MR. MCINNES: It is a great facility. I mean for me it is halfway from here to home so I would love to go. I think it is great for you all to see it really. It is a great facility.

MR. CHAIRMAN: Now, we may never get a date that is going to accommodate everyone. That is the big problem we have when we try to do these things.

MS. O'CONNELL: Can I just raise a concern? I would love to go and see it myself. I am just wondering, if we meet say six times a year, and I do not know what the running score is, would we want to go on to another pressing issue and come back to that, or not? I mean I keep thinking about forestry.

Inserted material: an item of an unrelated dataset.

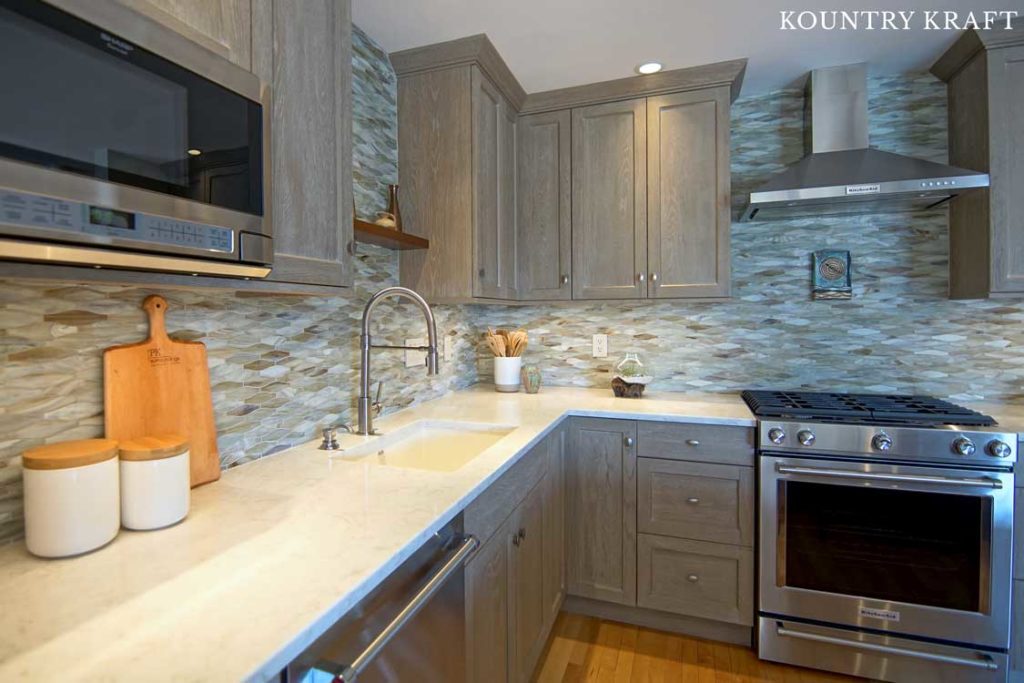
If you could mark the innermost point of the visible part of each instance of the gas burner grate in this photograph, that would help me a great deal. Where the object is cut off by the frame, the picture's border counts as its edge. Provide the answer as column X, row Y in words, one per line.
column 861, row 409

MR. CHAIRMAN: There is nothing to prevent us. That is another discussion that we can have after this. Basically, we went through a series before, I think eight or nine monthly meetings, and I think we spent a lot of time on the fishery. Now, we have identified what is our theme. Even when the House is sitting, we usually meet in the morning. There is nothing to prevent us if we have sufficient interest or topics to meet more than once a month.

MS. O'CONNELL: I guess what I am really saying is that, yes, I think it is a great idea and I would love to do it but I hope that before the summer comes, the committee would spend some time on forestry in addition to this.

MR. CHAIRMAN: We have in the past so I do not think it would be a change from the agenda schedule. So, if that is the consensus, I think what we can do is identify two things, attempt to work something for March 25th. Failing that, then we would have a committee meeting here to deal with one of the other agenda topics that have been circulated. Would that give us some flexibility?

SOME HON. MEMBERS: Agreed.

MR. CHAIRMAN: So, I do not think we need that in the form of a motion. We have been fairly flexible in dealing with those items in the past. That is number one. Number two, what I could do for a backup is, taking the list that you have supplied, I think what Darlene and I have done in the past is contacted a couple of names on the list in case, for example, today we may not have been able to get the Federation of Agriculture in, but we will attempt to work our way through these lists (Interruption)

MS. O'CONNELL: I was just looking for overlap on the list.

MR. HOLLAND: Seafood Producers Association appears on both lists and the Forest Group Venture Association appears on both lists, I am sorry on two of the three.

[Page 24]

MR. CHAIRMAN: So, what we could agree then is we could identify maybe three and if we cannot meet in Truro on March 25th, we will try to get one of those groups in. Then at the next meeting agree what our priorities would be? That gives us a little flexibility.

MR. MCINNES: You have to have flexibility.

MR. CHAIRMAN: So, I think we have agreement that we will try for the Seafood Producers Association either this or the subsequent meeting, and what was the other one?

MS. O'CONNELL: Forest Group Venture.

MR. CHAIRMAN: Forest Group Venture, so I think that would give us enough to start from plus the tour if it can be coordinated. Is that agreeable with the committee members?

SOME HON. MEMBERS: Agreed.

MR. CHAIRMAN: Okay. Then if there is any further discussion of presenters I think we can deal with them at each subsequent meeting and we will work our way through the list as we have done in the past. If that is an agreement, then a motion, unless there is any other new business. So, as to the frequency of meetings, I think what we will do is we will be flexible. I think we could agree right now, minimum of one a month, and if we can facilitate, I think we used to go to a maximum of bi-weekly or two a month. Would that be agreeable, just for a consensus. We don't have to vote on it or anything.

MR. COLWELL: That sounds agreeable.

MR. MCINNES: That is fine. When the House is in session, in the mornings we can have a meeting with no problem.

MR. CHAIRMAN: So, if that is agreeable, a motion to adjourn and we will notify you once we have been able to facilitate the next meeting.

MR. HUSKILSON: So moved.

MR. CHAIRMAN: We stand adjourned.

[The committee adjourned at 2:26 p.m.]